São gerados na natureza a uma taxa igual ou superior daquela que são consumidos.

RECURSOS NÃO RENOVÁVEIS

São gerados na natureza a um ritmo muito mais lento do que aquele a que são consumidos pelo Homem. São por isso recursos limitados que acabarão por se esgotar.

Os recursos geológicos não são renováveis, com excepção da água e do calor interno da Terra.

RECURSOS ENERGÉTICOS

Fundamentais, desde sempre para as diversas actividades do ser humano.

O desenvolvimento das sociedades industrializadas e tecnológicas fez crescer, de forma exponencial, o consumo de energia.

A maior parte da energia consumida pelas sociedades actuais é proveniente dos combustíveis fósseis.

 

COMBUSTÍVEIS FÓSSEIS

O carvão, o petróleo e o gás natural são recursos energéticos não renováveis  e que se aproximam rapidamente do esgostamento.

A energia que conte está armazenada nas ligações químicas de compostos orgânicos sujeitos a complexas transformações ao longo de grandes períodos de tempo.
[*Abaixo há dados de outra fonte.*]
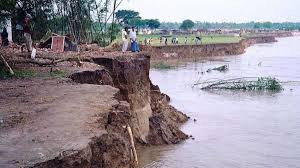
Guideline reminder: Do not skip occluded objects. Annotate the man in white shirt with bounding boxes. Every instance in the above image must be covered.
[122,27,128,53]
[129,27,139,52]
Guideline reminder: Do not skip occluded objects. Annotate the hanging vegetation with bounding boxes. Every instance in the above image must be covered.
[194,77,283,91]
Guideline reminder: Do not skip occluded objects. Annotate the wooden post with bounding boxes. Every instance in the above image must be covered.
[110,0,117,43]
[124,125,139,166]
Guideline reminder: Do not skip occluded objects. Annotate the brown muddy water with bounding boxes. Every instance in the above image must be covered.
[139,37,300,168]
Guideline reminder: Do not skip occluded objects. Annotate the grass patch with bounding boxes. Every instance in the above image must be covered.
[195,77,283,91]
[138,34,242,46]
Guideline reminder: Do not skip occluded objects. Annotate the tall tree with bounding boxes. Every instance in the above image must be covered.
[116,10,141,24]
[146,19,160,29]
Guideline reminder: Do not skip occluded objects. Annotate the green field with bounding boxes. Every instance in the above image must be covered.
[138,35,242,46]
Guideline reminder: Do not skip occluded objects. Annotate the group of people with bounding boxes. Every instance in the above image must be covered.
[122,27,140,53]
[1,14,33,52]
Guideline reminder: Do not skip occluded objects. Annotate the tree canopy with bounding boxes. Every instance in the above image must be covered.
[180,19,195,30]
[116,10,141,24]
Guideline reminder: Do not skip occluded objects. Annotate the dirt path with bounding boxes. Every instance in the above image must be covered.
[0,79,118,167]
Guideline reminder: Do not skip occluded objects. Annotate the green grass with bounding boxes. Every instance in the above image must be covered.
[138,35,242,46]
[115,34,242,46]
[0,64,68,79]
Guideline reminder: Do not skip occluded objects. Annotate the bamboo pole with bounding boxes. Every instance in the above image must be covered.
[126,125,139,166]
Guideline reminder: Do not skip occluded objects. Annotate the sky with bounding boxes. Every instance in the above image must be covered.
[119,0,300,23]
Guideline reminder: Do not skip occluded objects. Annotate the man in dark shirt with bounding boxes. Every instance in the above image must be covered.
[1,27,8,47]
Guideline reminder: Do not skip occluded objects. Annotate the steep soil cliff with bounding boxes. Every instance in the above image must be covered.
[71,56,187,145]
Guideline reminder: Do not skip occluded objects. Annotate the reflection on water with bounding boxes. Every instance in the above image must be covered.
[139,37,300,168]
O carvão é principalmente utilizado em centrais termoeléctricas para a produção de energia eléctrica. O petróleo e o gás natural são utilizados como combustíveis. O petróleo tem, ainda numerosas utilizações industriais.

PROBLEMAS AMBIENTAIS

A queima de combustíveis fosseis liberta para a atmosfera dióxido de enxofre, que combinar-se com o vapor de água, dá origem a ácido sulfúrico, o qual precipita como chuva acida. A chuva ácida baixa pH do solo e dos cursos de água provocando a morte de organismos e os desequilíbrios dos ecossistemas.
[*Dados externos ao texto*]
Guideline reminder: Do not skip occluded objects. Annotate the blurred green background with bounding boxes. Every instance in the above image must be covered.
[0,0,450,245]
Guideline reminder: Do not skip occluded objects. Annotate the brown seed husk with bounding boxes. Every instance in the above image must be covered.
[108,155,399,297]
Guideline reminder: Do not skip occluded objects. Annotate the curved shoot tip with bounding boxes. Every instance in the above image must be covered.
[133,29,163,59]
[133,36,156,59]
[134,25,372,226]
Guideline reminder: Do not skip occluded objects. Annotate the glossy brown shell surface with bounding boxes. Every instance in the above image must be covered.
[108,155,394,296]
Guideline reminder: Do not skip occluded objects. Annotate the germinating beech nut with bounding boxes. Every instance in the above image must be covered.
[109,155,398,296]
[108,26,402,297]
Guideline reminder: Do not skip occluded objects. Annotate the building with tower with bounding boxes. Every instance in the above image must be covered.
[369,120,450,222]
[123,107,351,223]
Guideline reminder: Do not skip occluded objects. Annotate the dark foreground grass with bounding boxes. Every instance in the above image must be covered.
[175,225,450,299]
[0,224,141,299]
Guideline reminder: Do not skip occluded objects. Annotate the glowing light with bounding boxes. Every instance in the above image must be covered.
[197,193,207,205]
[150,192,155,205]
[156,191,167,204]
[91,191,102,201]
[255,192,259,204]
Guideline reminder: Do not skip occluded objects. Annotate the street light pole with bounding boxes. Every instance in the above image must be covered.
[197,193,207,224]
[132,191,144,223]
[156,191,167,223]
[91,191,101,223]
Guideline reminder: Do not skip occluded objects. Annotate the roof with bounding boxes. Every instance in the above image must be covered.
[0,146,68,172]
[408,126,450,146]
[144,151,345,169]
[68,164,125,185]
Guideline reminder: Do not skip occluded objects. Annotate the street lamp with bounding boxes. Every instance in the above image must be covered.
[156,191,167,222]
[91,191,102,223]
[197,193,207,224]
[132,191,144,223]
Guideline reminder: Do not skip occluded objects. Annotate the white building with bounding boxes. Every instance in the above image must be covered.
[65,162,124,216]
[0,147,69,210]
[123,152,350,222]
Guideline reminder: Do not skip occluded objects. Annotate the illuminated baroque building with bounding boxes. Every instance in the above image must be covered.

A queima de combustíveis fossies liberta grandes quantidades de C02 para atmosfera. O aumento do CO2 na atmosfera contribui para o aumento do efeito de estufa e, consequentemente, par ao aquecimento global da Terra.

 

ENERGIA NUCLEAR

A produção de energia nuclear baseia-se na fissão controlada do elemento urânio em reactores nucleares.
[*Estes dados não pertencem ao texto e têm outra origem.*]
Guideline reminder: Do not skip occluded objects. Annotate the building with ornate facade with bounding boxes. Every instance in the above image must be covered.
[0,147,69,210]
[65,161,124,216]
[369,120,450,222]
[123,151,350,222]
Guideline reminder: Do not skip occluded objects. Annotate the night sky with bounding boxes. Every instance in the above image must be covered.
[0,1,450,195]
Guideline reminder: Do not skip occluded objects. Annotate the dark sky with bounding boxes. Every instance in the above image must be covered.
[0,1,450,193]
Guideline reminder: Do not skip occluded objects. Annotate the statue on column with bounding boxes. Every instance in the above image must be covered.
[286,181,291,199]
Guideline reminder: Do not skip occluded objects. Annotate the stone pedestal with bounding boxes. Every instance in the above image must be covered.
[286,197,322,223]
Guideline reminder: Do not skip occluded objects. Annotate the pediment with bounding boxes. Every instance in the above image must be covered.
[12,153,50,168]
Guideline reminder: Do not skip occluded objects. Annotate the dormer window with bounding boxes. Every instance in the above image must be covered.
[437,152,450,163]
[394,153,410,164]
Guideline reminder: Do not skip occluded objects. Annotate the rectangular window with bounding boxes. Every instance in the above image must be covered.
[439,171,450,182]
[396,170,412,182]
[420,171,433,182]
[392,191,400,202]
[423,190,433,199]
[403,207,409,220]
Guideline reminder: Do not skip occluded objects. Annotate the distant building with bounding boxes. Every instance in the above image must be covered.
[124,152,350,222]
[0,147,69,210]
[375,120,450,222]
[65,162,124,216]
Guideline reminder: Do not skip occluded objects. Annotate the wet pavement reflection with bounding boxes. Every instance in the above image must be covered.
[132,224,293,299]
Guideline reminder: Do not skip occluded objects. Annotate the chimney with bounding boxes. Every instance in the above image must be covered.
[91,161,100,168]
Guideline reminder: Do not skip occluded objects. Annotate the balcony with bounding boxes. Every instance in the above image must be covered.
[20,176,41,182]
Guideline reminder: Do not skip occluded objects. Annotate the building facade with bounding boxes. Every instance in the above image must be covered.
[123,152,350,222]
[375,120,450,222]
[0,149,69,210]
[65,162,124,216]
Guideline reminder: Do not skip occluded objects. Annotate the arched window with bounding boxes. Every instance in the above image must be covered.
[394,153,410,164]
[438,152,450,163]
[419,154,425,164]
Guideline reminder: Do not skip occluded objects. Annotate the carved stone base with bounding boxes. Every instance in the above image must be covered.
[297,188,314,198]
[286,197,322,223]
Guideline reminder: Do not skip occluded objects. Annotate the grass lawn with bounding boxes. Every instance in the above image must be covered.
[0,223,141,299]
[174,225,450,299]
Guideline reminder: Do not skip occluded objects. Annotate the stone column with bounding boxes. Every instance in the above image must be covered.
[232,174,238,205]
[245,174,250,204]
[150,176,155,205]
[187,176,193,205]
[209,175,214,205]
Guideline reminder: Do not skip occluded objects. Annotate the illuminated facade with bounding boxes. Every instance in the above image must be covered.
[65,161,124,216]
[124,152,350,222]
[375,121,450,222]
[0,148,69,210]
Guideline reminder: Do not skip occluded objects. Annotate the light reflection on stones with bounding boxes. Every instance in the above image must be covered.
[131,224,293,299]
Esta reacção liberta grandes quantidades de energia sob a forma de calor, esse calor é utilizado na vaporização da água que por sua vez é usada para a produção de energia eléctrica.

DESVANTAGENS

  • Risco de acidentes com fuga de radiações
  • Produção de resíduos radioactivos que levantam sérios problemas de tratamento e armazenamento
  • Poluição térmica da água
  • Risco de acções terroristas

ENERGIA GEOTÉRMICA

O calor interno da Terra constitui uma fonte que pode ser concentrada facilmente.

Quando existe um fonte de magma relativamente próxima da superfície da Terra, verifica-se o aquecimento de fluidos, geralmente a água que se localiza em rochas porosas ou em fracturas.

A água quente pode ser aproveitada na produção de energia

A energia geotérmica não é poluente e é renovável, na medida em que a sua fonte permanece longos períodos de tempo ( uma câmara magmática pode demorar milhares de anos a arrefecer).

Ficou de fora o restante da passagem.